Paper Title
Study on a New and Effective Direct De-Coupling Controller for Induction Motors Applying Full Stage Feedback Linearization Algorithm, Kalman Filter and Adaptive Backstepping Technology

Abstract
Induction Motors are usually expressed by complicated non-linear models due to their non-linear nature. In this paper, a new and effective method for modeling stator current and estimating rotor flux of induction motors has been developed by applying Direct–Decoupling Methodology. A nonlinear control approach with full state feedback linearization has been used to construct the decoupling form of the induction motors. A new current controller named “directdecoupling”, based on exact linearization algorithm of the motor current model has been proposed. The obtained linear system in a new state-space is very convenient to design the current controller and the rotor flux estimator for induction motors.

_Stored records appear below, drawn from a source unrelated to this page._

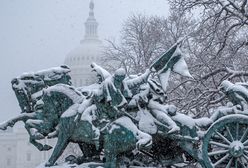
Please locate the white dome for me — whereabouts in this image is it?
[65,40,102,68]
[65,2,102,87]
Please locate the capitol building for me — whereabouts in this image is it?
[65,1,102,87]
[0,0,102,168]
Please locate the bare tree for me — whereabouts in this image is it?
[102,5,248,117]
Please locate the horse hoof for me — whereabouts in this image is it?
[43,145,53,151]
[45,162,53,167]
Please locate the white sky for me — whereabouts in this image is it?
[0,0,169,122]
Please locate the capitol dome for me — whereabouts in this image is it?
[65,0,102,87]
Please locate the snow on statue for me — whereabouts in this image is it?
[0,41,248,168]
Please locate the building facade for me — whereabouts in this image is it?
[0,0,102,168]
[0,128,51,168]
[65,0,102,87]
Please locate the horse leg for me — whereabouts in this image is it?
[45,131,69,167]
[104,149,117,168]
[0,113,36,130]
[25,124,52,151]
[78,143,101,163]
[25,119,45,140]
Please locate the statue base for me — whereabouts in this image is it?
[36,162,104,168]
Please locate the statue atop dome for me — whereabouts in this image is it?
[89,0,94,10]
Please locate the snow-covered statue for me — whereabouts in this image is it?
[0,42,248,168]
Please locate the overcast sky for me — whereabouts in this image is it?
[0,0,169,122]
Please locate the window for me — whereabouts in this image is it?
[27,152,31,161]
[7,158,11,166]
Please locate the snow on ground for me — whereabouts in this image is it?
[36,162,104,168]
[36,162,161,168]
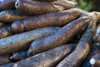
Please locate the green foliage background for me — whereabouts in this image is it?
[72,0,100,11]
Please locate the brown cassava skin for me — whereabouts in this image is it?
[57,19,96,67]
[0,26,14,39]
[10,51,28,61]
[0,63,14,67]
[13,44,75,67]
[28,16,91,55]
[0,55,11,65]
[15,0,64,15]
[91,52,100,67]
[81,43,100,67]
[52,0,78,10]
[0,27,60,55]
[0,10,29,23]
[0,0,16,11]
[11,8,81,32]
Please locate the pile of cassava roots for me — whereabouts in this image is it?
[0,0,100,67]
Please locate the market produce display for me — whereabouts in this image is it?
[0,0,100,67]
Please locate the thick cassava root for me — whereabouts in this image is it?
[28,16,91,55]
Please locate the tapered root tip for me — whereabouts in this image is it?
[28,48,33,56]
[11,20,25,33]
[90,58,95,65]
[74,2,78,6]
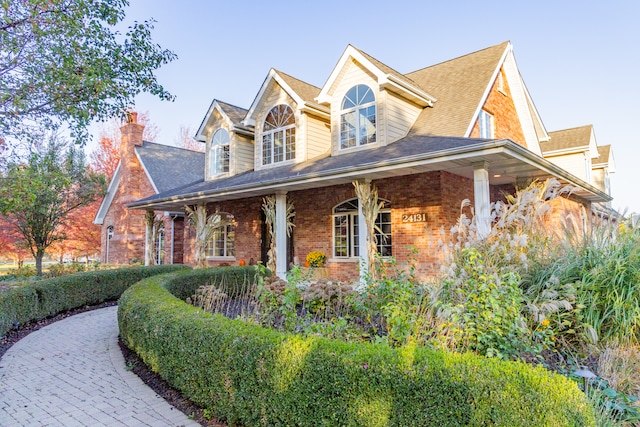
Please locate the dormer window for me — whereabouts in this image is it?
[478,110,494,139]
[209,129,230,176]
[262,104,296,165]
[340,85,376,149]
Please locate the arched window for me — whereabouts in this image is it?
[262,104,296,165]
[340,85,376,149]
[205,212,236,257]
[209,129,230,176]
[333,199,393,258]
[153,227,164,265]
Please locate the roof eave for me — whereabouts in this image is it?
[127,139,611,209]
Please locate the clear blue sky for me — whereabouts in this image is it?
[97,0,640,212]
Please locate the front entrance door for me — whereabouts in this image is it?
[260,211,295,269]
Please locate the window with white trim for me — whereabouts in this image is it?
[340,85,376,150]
[153,227,164,265]
[262,104,296,165]
[209,129,231,176]
[478,110,494,139]
[205,213,236,257]
[333,198,393,258]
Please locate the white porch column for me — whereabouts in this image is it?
[358,189,369,287]
[275,192,287,279]
[473,162,491,239]
[144,216,153,265]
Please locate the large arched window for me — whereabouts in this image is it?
[333,199,393,258]
[205,212,236,257]
[209,129,230,176]
[340,85,376,149]
[262,104,296,165]
[153,226,164,265]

A linear Kalman filter has also been derived to construct an observer for rotor flux. Effectiveness of the new adaptive backstepping controller for induction motors and Kalman filter for observation of rotor flux has been verified by simulations and experiments in wide ranges of motor speed. Simulations and experiment results show clearly that the rotor flux can be well estimated in all operating conditions and performance of induction motors under all dynamic modes can be improved by using the new developed controller. Keywords- Adaptive Control, Backstepping, Direct-Decoupling, Induction Motors, Kalman Filter, Non-linear control.